A finire nei guai due truffatori napoletani smascherati dai carabinieri grazie alla solerzia di un'impiegata di banca

Due arresti, nella giornata di mercoledì, per i carabinieri della Compagnia di Riccione che, a Cattolica, sono stati contattati da un'impiegata di banca in via Toscana. Secondo quanto raccontato, allo sportello si era presentata una donna che aveva esibito un documento sospetto tanto che, nella data di nascita, riportava 1992 ma la signora era visibilmente molto più anziana che voleva alcune informazioni per aprire un conto corrente. Sono così scattati gli accertamenti dei militari della Tenenza e, mercoledì, la donna si è nuovamente presentata nell'istitito di credito accompagnata da un uomo con quest'ultimo che, con fare sospetto, ha atteso fuori dalla banca.

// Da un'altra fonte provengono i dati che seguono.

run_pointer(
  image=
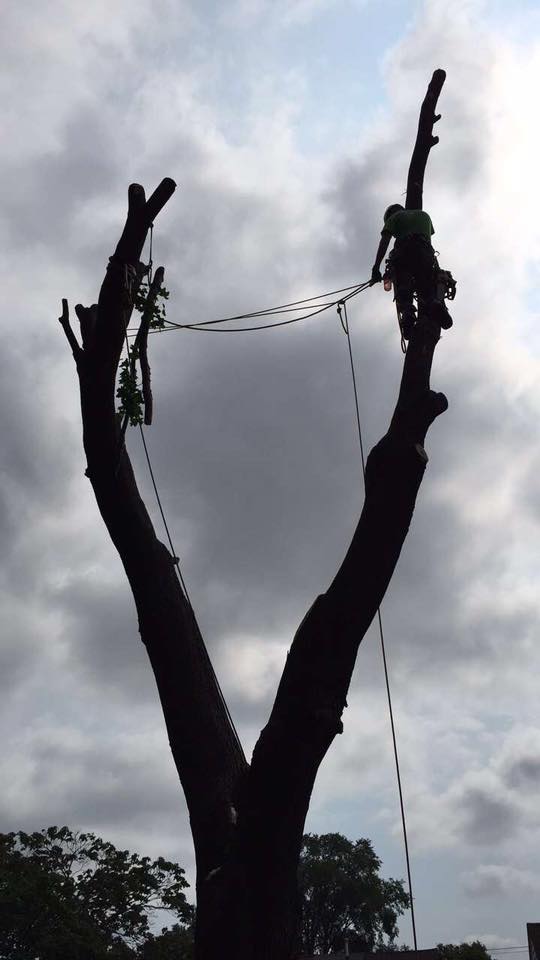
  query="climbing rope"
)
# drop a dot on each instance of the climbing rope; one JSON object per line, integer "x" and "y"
{"x": 175, "y": 557}
{"x": 213, "y": 326}
{"x": 344, "y": 320}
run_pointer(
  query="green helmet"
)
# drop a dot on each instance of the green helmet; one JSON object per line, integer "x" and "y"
{"x": 393, "y": 208}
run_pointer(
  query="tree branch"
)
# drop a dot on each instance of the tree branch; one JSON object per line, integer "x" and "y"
{"x": 141, "y": 343}
{"x": 306, "y": 715}
{"x": 67, "y": 328}
{"x": 424, "y": 142}
{"x": 208, "y": 757}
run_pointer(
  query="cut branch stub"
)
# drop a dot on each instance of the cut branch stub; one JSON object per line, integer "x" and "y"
{"x": 124, "y": 273}
{"x": 424, "y": 141}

La signora, esibendo nuovamente la carte d'identità, ha presentato anche un assegno da 4mila euro chiedendo di incassarlo. Sono intervenuti i militari dell'Arma che hanno bloccato sia la donna che l'uomo. È così emerso che l'assegno era stato rubato a una ragazza e realizzato ad hoc la carta d'identità per metterlo all'incasso. A finire nei guai sono stati una 33enne e un 47enne, entrambi napoletani e già noti alle forze dell'ordine per reati analoghi, arrestati per sostituzione di persona, truffa e possesso di documenti falsi.